Miller, Canfield, Paddock, and Stone advised Pacific Century on the acquisition. Shusheng Wang, a codirector of the firm's global business practice and a member of its China practice, counseled the Beijing-based company along with corporate head Richard Walawender and corporate partner Brad Arbuckle. (Wang, Arbuckle, and Walawender are pictured above at Miller Canfield's Detroit headquarters.)

Wang, a former in-house lawyer at GM who was born in China, joined Miller Canfield earlier this year from Butzel Long. The firm hoped that Wang's arrival would enhance its ability to serve Chinese auto companies seeking business in North American markets.

This year Miller Canfield's international and emerging markets practice has represented Mexico's Metalsa Automotive on its $140 million acquisition of Dana Holding's structural products business. Three years ago the firm advised Norway's Kongsberg Automotive on its $560 million purchase of an auto unit of U.S. industrial group Teleflex.

Frank Gorman, a corporate and restructuring partner at Honigman Miller Schwartz and Cohn, led a team from the firm including finance cochair Norman Beitner and associate Adam Keith advising GM on the Nexteer sale. GM has been a longtime client of the Detroit-based firm, which advised the automaker during its government-backed bankruptcy last year.

Honigman started its own international auto team with Faegre & Benson a year ago and advised GM on the since-scuttled sale of its Hummer unit to a Chinese company.

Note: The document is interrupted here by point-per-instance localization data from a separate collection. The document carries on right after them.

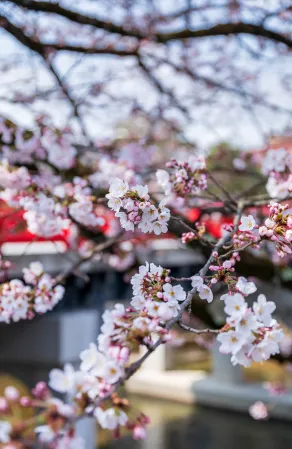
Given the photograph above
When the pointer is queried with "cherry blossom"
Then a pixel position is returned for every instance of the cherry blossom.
(259, 410)
(247, 223)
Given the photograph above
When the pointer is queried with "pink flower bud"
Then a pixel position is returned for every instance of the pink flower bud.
(3, 404)
(139, 433)
(41, 391)
(11, 393)
(25, 401)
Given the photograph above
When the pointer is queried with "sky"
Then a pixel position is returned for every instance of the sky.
(210, 123)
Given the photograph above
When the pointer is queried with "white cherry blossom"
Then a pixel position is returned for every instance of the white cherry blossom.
(247, 223)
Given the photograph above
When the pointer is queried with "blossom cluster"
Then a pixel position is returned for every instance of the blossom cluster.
(204, 291)
(278, 228)
(184, 177)
(37, 295)
(154, 294)
(104, 365)
(133, 207)
(49, 206)
(250, 334)
(47, 144)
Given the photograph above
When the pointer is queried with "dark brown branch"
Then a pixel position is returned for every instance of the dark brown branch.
(227, 29)
(74, 16)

Jones Day also advised GM, according to a press release. The firm, which did not immediately provide a list of lawyers working on the transaction, has represented GM in the past on dealership arbitrations and products liability litigation. (Jones Day was also one of eight firms advising on the future of the U.S. auto industry when it represented Auburn Hills, Mich.-based GM rival Chrysler in its bankruptcy sale to Fiat last year.)

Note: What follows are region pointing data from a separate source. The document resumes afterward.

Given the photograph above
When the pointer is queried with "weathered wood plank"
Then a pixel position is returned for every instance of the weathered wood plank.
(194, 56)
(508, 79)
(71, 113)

An interesting sidenote: Jingzhou Tao, a Jones Day corporate partner based in Beijing, recently authored a book on Chinese M&A. Tao joined the firm in November 2007 from DLA Piper, where he worked since October 2005 after leaving his post as managing partner of the China practice at now-defunct Coudert Brothers.

Gil Kaminski, an in-house attorney with GM in Detroit, handled internal legal matters on the Nexteer sale.